だから、無意識に言いたくない事を言ってしまう。
「でもよかったなの?応援してくれてた子たちが声かけに来てくれたのに、私のところに来て」
本当はこんな事言いたくはなかった。でも、無意識に言ってしまったのだから、どうすることもできない。
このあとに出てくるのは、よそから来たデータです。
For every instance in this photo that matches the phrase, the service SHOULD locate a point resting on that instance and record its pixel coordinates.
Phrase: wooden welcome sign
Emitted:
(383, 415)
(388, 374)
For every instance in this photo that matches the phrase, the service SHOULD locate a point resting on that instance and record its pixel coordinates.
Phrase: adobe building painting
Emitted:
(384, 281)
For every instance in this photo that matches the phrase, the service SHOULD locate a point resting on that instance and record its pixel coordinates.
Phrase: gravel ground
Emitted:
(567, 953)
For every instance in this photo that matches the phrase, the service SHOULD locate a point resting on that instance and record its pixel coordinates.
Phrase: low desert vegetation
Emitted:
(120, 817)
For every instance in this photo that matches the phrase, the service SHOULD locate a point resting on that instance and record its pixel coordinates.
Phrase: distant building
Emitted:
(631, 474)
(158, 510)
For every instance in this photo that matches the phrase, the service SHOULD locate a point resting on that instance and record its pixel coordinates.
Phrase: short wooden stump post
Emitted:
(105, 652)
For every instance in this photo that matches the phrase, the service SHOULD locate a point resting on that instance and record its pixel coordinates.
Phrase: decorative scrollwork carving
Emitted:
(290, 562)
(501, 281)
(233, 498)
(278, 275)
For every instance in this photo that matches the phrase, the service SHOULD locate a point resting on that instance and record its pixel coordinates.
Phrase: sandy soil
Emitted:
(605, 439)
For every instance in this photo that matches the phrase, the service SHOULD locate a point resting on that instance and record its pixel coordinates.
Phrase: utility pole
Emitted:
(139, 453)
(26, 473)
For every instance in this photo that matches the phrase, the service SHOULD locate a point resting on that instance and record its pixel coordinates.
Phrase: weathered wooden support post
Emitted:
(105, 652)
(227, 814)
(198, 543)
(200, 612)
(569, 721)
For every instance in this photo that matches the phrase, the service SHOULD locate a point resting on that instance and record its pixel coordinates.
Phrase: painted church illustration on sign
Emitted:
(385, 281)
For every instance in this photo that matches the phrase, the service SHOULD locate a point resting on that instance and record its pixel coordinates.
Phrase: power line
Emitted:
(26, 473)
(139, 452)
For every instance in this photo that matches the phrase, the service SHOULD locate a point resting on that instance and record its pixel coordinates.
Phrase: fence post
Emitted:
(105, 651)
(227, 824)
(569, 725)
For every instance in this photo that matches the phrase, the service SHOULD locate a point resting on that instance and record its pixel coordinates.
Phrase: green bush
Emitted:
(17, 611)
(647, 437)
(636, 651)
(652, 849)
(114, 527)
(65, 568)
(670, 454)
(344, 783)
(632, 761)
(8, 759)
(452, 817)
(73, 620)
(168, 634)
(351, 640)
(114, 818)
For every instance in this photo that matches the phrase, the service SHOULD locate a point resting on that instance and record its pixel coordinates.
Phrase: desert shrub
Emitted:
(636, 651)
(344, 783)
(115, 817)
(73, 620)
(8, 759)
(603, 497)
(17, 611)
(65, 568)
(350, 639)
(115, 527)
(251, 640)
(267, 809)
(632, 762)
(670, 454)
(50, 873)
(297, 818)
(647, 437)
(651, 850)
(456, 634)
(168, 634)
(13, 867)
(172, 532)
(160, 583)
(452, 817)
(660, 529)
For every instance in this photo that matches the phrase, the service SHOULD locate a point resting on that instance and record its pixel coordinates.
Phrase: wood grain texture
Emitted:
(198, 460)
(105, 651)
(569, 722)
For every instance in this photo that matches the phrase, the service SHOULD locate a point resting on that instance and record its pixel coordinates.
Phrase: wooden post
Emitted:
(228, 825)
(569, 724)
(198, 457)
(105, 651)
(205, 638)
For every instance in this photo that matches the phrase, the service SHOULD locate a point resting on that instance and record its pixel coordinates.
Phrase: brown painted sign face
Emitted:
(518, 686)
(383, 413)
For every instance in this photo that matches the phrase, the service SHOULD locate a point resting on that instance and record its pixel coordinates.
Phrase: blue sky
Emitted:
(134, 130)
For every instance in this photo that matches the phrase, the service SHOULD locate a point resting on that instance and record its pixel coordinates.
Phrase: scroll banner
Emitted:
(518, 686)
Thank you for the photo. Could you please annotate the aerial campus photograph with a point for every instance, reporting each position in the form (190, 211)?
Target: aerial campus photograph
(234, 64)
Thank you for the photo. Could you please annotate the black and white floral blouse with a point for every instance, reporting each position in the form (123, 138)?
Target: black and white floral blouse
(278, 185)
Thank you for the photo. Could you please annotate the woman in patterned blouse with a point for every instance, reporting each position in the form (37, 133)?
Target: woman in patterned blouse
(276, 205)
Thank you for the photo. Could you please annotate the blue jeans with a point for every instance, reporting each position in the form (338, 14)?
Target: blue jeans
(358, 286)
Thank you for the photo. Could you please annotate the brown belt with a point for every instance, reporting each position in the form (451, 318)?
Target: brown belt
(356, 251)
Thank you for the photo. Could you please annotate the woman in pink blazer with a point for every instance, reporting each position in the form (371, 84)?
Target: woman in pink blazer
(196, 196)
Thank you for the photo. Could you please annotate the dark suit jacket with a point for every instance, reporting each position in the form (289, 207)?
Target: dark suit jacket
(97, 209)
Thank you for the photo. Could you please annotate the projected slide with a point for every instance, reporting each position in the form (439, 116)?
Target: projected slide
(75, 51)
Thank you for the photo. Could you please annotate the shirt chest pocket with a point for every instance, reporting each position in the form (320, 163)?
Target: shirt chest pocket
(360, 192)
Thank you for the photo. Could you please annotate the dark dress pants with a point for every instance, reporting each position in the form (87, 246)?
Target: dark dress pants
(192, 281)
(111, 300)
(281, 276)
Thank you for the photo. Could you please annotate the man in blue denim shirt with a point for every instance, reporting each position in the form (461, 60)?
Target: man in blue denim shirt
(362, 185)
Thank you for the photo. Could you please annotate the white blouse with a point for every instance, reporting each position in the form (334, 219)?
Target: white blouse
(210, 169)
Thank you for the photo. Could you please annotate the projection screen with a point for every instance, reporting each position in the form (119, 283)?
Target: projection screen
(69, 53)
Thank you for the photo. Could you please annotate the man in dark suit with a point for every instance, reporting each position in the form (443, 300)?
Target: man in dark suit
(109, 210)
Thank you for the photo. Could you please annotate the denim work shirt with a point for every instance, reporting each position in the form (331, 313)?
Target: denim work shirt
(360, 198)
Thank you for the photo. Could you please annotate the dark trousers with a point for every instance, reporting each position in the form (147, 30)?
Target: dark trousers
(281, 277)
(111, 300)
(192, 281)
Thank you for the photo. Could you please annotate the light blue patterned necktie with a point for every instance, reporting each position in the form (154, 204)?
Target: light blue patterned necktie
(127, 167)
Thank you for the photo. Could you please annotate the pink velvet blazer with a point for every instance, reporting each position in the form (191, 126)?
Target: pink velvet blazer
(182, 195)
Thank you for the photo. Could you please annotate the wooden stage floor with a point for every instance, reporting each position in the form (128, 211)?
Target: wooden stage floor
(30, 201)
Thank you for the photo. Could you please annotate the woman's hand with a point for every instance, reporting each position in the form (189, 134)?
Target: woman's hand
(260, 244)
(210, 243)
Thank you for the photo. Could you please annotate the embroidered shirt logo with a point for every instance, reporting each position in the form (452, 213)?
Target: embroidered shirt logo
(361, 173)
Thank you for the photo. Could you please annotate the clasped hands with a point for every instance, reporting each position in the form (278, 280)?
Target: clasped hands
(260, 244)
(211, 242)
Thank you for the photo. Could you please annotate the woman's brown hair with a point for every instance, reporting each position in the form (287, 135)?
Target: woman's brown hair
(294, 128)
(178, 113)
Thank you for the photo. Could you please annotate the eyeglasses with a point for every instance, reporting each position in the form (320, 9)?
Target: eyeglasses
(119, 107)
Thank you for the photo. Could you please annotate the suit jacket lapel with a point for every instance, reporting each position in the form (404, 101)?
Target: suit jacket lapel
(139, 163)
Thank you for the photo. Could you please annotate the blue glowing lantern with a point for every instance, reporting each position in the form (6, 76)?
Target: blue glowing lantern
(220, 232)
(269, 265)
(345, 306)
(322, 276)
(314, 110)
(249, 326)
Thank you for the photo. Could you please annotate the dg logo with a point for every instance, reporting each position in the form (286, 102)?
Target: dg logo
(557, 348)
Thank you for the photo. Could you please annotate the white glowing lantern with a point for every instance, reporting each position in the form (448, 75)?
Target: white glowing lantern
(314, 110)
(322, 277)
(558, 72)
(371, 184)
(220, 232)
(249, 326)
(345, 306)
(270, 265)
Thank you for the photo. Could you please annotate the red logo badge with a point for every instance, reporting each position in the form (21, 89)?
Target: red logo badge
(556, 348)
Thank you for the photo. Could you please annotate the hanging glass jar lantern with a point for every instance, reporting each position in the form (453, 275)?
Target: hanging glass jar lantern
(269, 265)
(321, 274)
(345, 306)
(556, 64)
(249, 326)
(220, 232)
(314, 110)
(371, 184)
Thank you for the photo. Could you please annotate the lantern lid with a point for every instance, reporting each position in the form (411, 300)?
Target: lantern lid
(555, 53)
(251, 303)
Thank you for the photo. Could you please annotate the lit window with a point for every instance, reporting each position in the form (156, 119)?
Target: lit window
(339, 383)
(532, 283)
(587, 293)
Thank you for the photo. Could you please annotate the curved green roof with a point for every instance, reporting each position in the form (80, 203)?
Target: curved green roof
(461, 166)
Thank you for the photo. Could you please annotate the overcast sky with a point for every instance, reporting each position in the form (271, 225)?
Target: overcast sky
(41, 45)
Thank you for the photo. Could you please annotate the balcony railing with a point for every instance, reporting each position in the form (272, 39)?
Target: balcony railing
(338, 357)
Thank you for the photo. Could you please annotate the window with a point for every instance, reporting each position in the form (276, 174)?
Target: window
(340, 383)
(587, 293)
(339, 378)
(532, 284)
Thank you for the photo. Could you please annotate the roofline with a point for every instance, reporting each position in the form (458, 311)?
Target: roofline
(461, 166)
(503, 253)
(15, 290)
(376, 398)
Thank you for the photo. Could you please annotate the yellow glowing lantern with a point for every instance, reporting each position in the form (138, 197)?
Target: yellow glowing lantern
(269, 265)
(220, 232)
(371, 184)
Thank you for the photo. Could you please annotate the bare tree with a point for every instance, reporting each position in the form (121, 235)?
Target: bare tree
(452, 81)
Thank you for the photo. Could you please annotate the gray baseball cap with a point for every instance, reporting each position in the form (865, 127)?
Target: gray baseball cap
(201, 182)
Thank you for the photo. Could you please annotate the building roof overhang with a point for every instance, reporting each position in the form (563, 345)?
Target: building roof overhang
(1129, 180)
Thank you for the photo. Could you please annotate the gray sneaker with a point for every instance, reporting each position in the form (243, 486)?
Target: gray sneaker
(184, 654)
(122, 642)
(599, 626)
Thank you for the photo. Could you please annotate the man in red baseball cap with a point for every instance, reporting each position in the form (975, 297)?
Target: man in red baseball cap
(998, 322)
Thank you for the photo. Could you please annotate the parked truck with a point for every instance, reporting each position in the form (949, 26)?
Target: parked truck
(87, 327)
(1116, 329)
「んー、確かに応援してくれたのは嬉しいけど、私の一番は白玖乃だからね。白玖乃が寂しそうに体育館を出ていくのを見たら、白玖乃の事を優先するよ!」
私は紫音のその言葉が嬉しくて、思わず彼女に抱きついてしまった。
紫音はそれに驚いたのか、慌てて声をかけてくる。
「は、白玖乃?!なした、急に!わー、今汗かいてっから、離れてけろ!」
「ん、気にしない。それに良い匂いだから大丈夫」
「わーは大丈夫でねーから!離れてけろー!」
紫音にはそう言われるが、汗をかいていても彼女は良い匂いなので、私は彼女のことを離さずに抱きしめ続ける。
そして、いつの間にかさっきまでの胸のモヤモヤも無くなっていて、今ではとても満たされた気持ちになっていた。
(これなら、次の試合も頑張れそう)
そんな事を考えながら、未だ離れるように言って言ってくる紫音を逆に強く抱きしめ、しばらくの間離すことはなかった。